We measured the presence of the null mutation in GSTT1 and GSTM1, and the rs1695 polymorphism in GSTP1 by polymerase chain reaction. We assessed associations between breast-cancer specific and all-cause mortality using Cox proportional hazards models.
Participants with ER-negative tumors were more likely to be GSTT1 null (χ2=4.52; P=0.03), and African American women were more likely to be GSTM1 null (χ2=34.36; P<0.0001). Neither GSTM1 nor GSTT1 null mutations were associated with breast cancer-specific or all-cause mortality. In a model adjusted for body mass index, race/ethnicity, tumor stage and treatment received at diagnosis, the variant Val allele of rs1695 was associated with increased risk of all-cause (HR=1.81, 95% CI 1.16-2.82, P=0.008), but not breast cancer-specific mortality. The GSTT1 null mutation was associated with significantly higher levels of C-reactive protein.

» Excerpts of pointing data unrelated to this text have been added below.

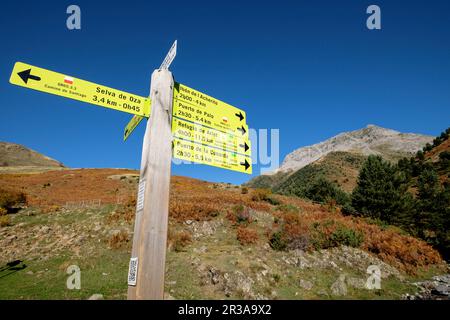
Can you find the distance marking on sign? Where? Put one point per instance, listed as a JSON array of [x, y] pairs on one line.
[[192, 105], [40, 79], [169, 57], [134, 122], [191, 151], [197, 133]]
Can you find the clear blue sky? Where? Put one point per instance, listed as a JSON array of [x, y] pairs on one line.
[[309, 68]]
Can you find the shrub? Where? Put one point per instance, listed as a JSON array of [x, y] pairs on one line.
[[246, 236], [347, 237], [50, 208], [181, 240], [9, 199], [292, 234], [4, 221], [261, 194], [118, 239], [287, 208], [273, 201], [277, 242], [182, 209], [239, 214]]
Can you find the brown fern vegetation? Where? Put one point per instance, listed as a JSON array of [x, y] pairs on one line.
[[297, 223], [118, 239], [246, 236]]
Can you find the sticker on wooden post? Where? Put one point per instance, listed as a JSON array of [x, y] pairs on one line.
[[140, 200], [132, 271]]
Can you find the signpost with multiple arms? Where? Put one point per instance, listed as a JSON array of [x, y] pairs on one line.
[[183, 122]]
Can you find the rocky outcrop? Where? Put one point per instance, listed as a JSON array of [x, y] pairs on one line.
[[388, 143]]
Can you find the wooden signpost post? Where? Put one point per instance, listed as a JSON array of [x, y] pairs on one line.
[[182, 121]]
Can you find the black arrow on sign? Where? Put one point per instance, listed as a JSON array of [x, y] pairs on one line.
[[242, 129], [245, 164], [239, 115], [245, 146], [26, 74]]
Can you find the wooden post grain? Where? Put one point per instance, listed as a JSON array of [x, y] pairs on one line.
[[150, 230]]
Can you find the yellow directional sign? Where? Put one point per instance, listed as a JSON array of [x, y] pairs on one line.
[[197, 133], [60, 84], [191, 151], [134, 122], [192, 105]]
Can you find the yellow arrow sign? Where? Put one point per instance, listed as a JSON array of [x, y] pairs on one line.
[[134, 122], [191, 151], [192, 105], [36, 78], [197, 133]]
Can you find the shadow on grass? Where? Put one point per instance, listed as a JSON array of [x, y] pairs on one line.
[[12, 267]]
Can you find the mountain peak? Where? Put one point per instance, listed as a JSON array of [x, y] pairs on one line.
[[372, 139]]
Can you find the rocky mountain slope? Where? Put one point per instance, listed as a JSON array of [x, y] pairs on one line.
[[16, 155], [390, 144], [233, 242], [339, 158]]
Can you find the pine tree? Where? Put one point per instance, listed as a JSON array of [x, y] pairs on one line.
[[381, 193]]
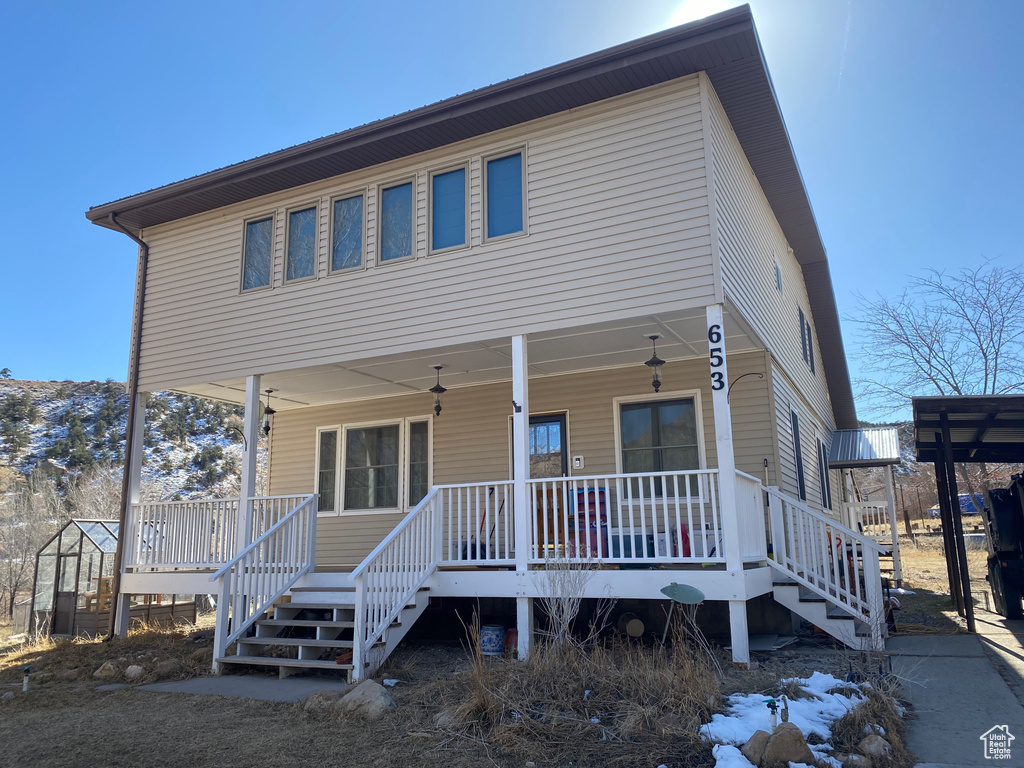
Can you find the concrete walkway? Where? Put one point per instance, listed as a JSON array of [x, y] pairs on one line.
[[958, 693], [263, 687]]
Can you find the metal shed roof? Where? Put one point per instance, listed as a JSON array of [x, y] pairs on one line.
[[724, 45], [873, 446], [982, 428]]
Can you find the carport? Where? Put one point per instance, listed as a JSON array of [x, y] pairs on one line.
[[968, 429]]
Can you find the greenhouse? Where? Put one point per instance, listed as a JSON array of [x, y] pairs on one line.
[[74, 585]]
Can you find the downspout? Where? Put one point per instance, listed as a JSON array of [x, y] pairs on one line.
[[143, 263]]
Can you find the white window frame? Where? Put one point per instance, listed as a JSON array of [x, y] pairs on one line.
[[413, 179], [484, 159], [272, 215], [288, 226], [364, 193], [653, 397], [463, 166], [404, 426]]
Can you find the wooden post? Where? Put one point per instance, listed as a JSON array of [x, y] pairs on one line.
[[121, 603], [957, 531], [247, 487], [727, 480], [520, 473]]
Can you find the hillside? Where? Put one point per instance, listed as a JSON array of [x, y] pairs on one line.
[[193, 445]]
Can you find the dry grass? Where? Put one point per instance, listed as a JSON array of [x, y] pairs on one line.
[[613, 704], [882, 709]]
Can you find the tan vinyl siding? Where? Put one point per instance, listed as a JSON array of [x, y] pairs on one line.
[[617, 223], [811, 430], [751, 243], [471, 436]]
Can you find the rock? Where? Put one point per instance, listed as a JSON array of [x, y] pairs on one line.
[[444, 719], [368, 699], [876, 747], [134, 672], [169, 668], [321, 700], [853, 761], [755, 747], [108, 671], [785, 745]]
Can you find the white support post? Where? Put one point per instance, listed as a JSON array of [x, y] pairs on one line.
[[520, 502], [250, 440], [133, 466], [727, 478]]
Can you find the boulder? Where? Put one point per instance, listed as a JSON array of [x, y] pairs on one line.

GSTM1 and GSTT1 null genotypes had no effect on outcome; however the variant allele of rs1695 appears to confer increased risk for all-cause mortality in breast-cancer survivors.
Given the limited sample size of most studies examining associations between GST polymorphisms with breast cancer survival, and the lack of women undergoing more contemporary treatment protocols (treated prior to 1999), it may be helpful to re-examine this issue among larger samples of women diagnosed after the late 1990s, who all received some form of chemotherapy or radiotherapy.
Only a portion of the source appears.